Angst: Warum sie so wichtig für uns sein kann
Angst ist eine unserer sieben Grundemotionen und betrifft uns alle – ein Glück, denn ohne sie könnten wir nicht überleben. Psychiaterin Katharina Domschke weiß, wie Angst uns schützt, was dabei im Körper passiert und wann sie nicht mehr gesund ist.

Foto: mauritius images / Maskot
carpe diem: Wie wichtig ist Angst für uns?
Prof. Dr. Dr. Katharina Domschke: Enorm wichtig.
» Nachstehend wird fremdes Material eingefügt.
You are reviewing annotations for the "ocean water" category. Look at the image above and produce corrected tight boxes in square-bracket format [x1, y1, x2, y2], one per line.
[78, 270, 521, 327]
Sie ist wahrscheinlich unsere wichtigste Emotion überhaupt, weil wir ohne sie nicht überleben könnten. Die Angst ist unser eingebautes Alarmsystem, sie warnt uns vor Gefahren. Dank ihr können wir Bedrohungen etwas entgegensetzen – also entweder fliehen, uns wehren oder totstellen. Wir kennen das als Fight-, Flight- oder Freeze-Reaktion.
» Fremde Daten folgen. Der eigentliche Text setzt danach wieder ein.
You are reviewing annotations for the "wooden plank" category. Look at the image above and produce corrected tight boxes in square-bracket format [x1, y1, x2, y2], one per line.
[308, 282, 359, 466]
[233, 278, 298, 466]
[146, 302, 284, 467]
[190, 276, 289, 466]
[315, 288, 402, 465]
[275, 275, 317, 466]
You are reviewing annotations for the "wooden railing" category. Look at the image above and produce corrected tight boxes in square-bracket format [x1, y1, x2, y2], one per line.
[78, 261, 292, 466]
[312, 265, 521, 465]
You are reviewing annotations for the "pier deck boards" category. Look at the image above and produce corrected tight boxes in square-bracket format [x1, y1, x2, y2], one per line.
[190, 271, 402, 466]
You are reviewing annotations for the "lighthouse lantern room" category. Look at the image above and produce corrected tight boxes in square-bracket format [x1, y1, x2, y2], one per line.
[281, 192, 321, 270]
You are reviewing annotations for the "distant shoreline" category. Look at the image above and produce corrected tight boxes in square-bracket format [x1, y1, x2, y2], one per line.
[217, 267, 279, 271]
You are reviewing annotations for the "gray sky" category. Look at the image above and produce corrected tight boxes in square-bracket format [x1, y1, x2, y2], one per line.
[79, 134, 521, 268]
Okay, kämpfen oder wegrennen, das klingt logisch. Aber ich hatte noch nie den Impuls, mich totzustellen …
Ja, die Freeze-Reaktion ist im Tierreich gängig, beim Menschen heute aber nur selten sinnvoll. Eigentlich nur dann, wenn man einem Bären begegnet. Sie ist auch nicht zu empfehlen, da sie schnell zur Lähmung und zur depressiven Reaktion führen kann.
Die Angst ist unser eingebautes Alarmsystem, sie warnt uns vor Gefahren. Dank ihr können wir Bedrohungen etwas entgegensetzen – also entweder fliehen, uns wehren oder totstellen.
Katharina Domschke
Wo entsteht Angst? Und was passiert dabei in meinem Körper?
Stellen Sie sich vor, sie sehen eine Schlange. Sie könnte giftig sein, deshalb muss jetzt alles ganz schnell gehen. Dieser eingebaute reflexhafte Mechanismus läuft wie folgt ab: Der visuelle Kortex sendet das Signal „Achtung Schlange!“ über den Thalamus direkt zur Amygdala, auch Mandelkern genannt. Sie ist unsere Gefühlszentrale und agiert wie ein Rauchdetektor, der sofort anspringt, wenn nur das leiseste Anzeichen von Bedrohung da ist. Die Amygdala schickt dann sofort ein Warnsignal an den Hirnstamm, wo sich der sogenannte Locus coeruleus befindet – das ist eine Struktur, die Adrenalin ausschüttet und den ganzen Körper damit flutet.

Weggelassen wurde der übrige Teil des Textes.